“Earlier this year, the USDA issued the proposed rule, “Nutrition Standards in the National School Lunch and School Breakfast Programs.” This proposed rule would have forced schools to limit servings of potatoes, corn, green peas and lima beans. This drastic change to the school meal programs would have incurred significant costs to all school districts. Due to the radical changes and extreme costs that would have been associated with the proposed rule, it is likely that considerable number of schools would have chosen not to participate in the meal programs, especially school breakfast. As a result, kids might have gone hungry.
“It is frustrating that the Administration would try to restrict one of the healthiest and economical vegetables from schools. Current school meal standards require that less than 30% of the calories be from fat, and less than 10% of the calories be from saturated fat. Potatoes are fat free, cholesterol free and low in calories. By eating one medium sized potato, children receive 45% of their recommended daily value of Vitamin C — a great antioxidant. Potatoes contain 18% of the recommended daily value of potassium — a great way to build stronger bones. The 3g of fiber in one medium-sized potato is 8% of the recommended daily value. A medium potato contains over 200 milligrams more potassium than a banana and has as much fiber as a similar serving of broccoli. Potatoes are part of a well-balanced diet, and despite rash claims that a recent study by Harvard University calls into question the health benefits of potatoes, the study itself concludes that the average adult gains only 1.28 pound over an entire span of four years when one extra serving of potatoes is added to their regular diet each day. Serving potatoes, corn, and green peas to our children in school lunches is not causing the obesity epidemic in America.
“In fact, Gooding Elementary School in Idaho was the first school in the nation to receive the “Healthier US School Challenge’s Gold Award of Distinction” for providing children healthier meals and promoting physical activity in November 2009. Yet, the proposed USDA rule would have removed Gooding Elementary’s healthy “baked potato bar,” which uses locally grown potatoes served to students twice a week, even though the potato bar was considered by USDA as a basis for the award. Potatoes should not be withheld from children at the whim of those who are seemingly more interested in fad diets than child nutrition.

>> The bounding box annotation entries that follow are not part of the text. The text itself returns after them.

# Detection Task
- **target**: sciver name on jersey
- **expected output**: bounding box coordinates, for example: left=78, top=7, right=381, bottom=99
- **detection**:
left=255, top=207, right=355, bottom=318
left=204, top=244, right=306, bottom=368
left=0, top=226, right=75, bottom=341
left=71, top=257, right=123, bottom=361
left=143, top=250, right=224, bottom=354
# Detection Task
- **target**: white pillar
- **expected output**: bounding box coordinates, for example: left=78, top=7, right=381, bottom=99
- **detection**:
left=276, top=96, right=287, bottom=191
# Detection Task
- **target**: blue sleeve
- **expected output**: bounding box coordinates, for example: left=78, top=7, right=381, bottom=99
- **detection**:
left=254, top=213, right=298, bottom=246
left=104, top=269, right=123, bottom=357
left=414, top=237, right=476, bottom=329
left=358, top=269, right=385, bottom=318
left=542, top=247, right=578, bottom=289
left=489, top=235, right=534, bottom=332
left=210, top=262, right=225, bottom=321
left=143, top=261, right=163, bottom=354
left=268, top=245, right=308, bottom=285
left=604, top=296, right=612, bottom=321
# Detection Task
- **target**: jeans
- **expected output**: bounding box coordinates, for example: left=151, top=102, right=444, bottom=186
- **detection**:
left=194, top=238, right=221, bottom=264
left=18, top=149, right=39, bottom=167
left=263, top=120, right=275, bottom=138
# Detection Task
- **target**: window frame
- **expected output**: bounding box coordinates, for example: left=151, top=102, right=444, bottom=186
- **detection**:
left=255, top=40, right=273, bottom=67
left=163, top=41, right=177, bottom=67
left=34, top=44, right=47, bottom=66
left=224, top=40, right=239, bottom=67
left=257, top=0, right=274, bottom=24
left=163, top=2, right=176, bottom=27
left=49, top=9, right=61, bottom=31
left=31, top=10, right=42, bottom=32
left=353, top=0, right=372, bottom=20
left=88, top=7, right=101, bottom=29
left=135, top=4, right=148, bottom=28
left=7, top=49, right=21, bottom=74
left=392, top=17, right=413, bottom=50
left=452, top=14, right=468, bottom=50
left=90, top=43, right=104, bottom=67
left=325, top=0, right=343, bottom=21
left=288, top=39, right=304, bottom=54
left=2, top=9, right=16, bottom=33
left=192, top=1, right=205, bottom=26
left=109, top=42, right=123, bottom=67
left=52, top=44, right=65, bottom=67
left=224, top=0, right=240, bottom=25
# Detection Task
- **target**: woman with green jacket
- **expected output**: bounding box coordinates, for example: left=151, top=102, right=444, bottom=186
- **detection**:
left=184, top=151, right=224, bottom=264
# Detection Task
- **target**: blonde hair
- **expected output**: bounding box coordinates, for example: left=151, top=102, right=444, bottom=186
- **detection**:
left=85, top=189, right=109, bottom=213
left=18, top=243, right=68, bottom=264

“The U.S. House of Representatives approved Fiscal Year 2012 Agriculture Appropriations bill that contained a provision preventing the USDA from forcing schools to limit servings of these vegetables. This was a provision that I strongly supported, because I don’t believe that the goals of promoting a healthy lifestyle and making our school lunch program more cost efficient are at odds with each other. At a time when our nation is facing serious financial difficulties, I am deeply concerned that this Administration is pushing for costly rules and regulations that have little, if any, impact on the goals we are striving to achieve.”